# Dope-Seeds



## The Hemp Goddess (Mar 11, 2010)

I ordered in some auto seeds from dope-seeds.com for a friend who wants to try his hand at growing as he is getting tired of buying.  Space constraints and difficulty finding a place to maintain 12 hours of darkness made autos a logical choice.  

We decided on Russian Rocket Fuel and White Dwarf and we wanted regular seeds.  The order, which was placed on Mar 1, arrived today.  They were both in Breeder Packs.  I was very pleasantly surprised to find that the White Dwarf contained 14 seeds instead of 10.  In addition we received some freebies from Short Stuff--5 Auto Blue Himalaya and 2 fem Auto Assassin (which I have never heard of).  
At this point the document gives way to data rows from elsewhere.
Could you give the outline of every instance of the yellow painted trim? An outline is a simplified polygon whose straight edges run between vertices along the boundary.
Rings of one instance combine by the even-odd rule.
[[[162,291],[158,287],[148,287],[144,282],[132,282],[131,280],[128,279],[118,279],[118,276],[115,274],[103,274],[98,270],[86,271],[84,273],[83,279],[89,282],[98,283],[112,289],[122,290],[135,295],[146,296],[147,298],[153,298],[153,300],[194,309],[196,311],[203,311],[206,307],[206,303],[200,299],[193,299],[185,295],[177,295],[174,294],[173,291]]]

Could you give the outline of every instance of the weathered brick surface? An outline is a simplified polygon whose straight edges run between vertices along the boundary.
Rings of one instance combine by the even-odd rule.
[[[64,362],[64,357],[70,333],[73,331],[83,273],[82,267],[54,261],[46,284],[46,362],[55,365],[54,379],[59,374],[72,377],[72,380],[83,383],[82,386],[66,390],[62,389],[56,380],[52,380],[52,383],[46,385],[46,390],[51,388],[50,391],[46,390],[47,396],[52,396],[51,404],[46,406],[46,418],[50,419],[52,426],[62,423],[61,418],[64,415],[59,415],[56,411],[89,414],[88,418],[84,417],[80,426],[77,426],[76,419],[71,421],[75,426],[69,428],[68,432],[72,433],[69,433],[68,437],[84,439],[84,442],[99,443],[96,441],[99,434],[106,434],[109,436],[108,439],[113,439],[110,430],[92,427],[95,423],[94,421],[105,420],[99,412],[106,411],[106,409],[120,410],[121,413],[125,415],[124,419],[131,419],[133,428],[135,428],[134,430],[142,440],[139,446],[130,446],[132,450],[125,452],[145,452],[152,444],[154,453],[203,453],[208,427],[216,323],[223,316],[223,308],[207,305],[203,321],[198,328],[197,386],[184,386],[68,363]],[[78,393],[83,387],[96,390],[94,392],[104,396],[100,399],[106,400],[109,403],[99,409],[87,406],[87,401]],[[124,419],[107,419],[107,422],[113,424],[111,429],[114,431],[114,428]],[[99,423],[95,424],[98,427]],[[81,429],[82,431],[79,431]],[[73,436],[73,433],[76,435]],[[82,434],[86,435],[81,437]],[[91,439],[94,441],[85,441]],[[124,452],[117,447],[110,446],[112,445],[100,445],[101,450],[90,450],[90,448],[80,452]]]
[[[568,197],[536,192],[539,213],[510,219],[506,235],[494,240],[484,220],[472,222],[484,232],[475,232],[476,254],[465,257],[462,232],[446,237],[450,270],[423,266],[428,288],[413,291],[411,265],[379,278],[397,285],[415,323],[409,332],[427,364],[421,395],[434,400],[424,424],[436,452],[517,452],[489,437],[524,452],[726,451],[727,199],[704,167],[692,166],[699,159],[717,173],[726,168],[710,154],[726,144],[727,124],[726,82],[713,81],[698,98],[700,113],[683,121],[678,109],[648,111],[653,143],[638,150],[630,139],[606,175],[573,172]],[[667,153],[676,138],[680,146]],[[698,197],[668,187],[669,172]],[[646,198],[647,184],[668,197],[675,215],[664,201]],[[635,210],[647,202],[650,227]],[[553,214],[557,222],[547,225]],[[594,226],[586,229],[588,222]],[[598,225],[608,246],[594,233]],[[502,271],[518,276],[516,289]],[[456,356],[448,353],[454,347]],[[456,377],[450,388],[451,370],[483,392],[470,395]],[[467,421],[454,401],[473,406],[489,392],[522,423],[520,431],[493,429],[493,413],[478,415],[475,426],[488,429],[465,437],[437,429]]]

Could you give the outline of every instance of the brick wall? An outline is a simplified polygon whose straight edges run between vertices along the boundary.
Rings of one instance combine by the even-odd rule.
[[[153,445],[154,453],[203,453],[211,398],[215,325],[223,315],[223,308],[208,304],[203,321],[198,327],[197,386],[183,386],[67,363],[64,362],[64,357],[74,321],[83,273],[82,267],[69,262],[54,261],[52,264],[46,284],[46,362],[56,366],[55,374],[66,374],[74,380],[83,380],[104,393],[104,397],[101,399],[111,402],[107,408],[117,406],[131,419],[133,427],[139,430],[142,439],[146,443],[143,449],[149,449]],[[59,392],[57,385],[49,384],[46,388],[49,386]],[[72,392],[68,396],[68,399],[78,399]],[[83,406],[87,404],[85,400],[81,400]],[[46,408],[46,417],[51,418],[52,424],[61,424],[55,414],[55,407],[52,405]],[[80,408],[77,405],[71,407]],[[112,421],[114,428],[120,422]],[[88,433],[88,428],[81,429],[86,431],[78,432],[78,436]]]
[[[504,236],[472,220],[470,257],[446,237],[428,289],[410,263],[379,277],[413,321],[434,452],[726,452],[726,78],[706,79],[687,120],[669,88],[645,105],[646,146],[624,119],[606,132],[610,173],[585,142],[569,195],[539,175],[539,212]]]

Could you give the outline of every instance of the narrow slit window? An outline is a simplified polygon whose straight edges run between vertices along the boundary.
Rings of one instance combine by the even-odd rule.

This is my first order with dope-seeds and I was really happy with the quick delivery and the freebies.


----------



## Rusty Gribble (Mar 11, 2010)

My first order was with them and I had a similar experience, I ended up going with the tude for my most recent order because of the guaranteed stealth, and ended up getting a crushed seed and don't feel like shipping it back, si I might just stick with ds for my future orders. Good choice of strains!


----------



## ArtVandolay (Mar 11, 2010)

Nice freebies!  The HBD is great!  dope-seeds does a pretty good job.


----------



## The Hemp Goddess (Mar 11, 2010)

wally150 said:
			
		

> My first order was with them and I had a similar experience, I ended up going with the tude for my most recent order because of the guaranteed stealth, and ended up getting a crushed seed and don't feel like shipping it back, si I might just stick with ds for my future orders. Good choice of strains!



I would have ordered from Attitude, but they didn't have White Dwarf reg seeds, only fems and we didn't want fems.  So, I looked for somewhere that I could get both RRF and the White Dwarf reg seeds and dope-seeds had them.


----------



## burnin123 (Mar 11, 2010)

please let us know how they do.  Is this friend a member here? Will there be a grow log?  thanks for the info as I am looking at autos.

:48:


----------



## OldHippieChick (Mar 11, 2010)

Very exciting! :woohoo: 
I've been looking forward to this post.
Welcome to the dark side Goddess ....:evil: 

I DO hope your "friend" will bless us with a GJ.
PS: Baby's on Board" here as well  . (more AWRs and some AAK47s)

Very impressive freebies as well.... wish the Tude would have a auto freebie. 
xox
OHC


----------



## Locked (Mar 11, 2010)

Yeah Dope-seeds is well...kinda dope....  I usually use Attitude because they seem to hve real nice freebie events but DS.com is no slouch either and their prices usually beat the Tude...


----------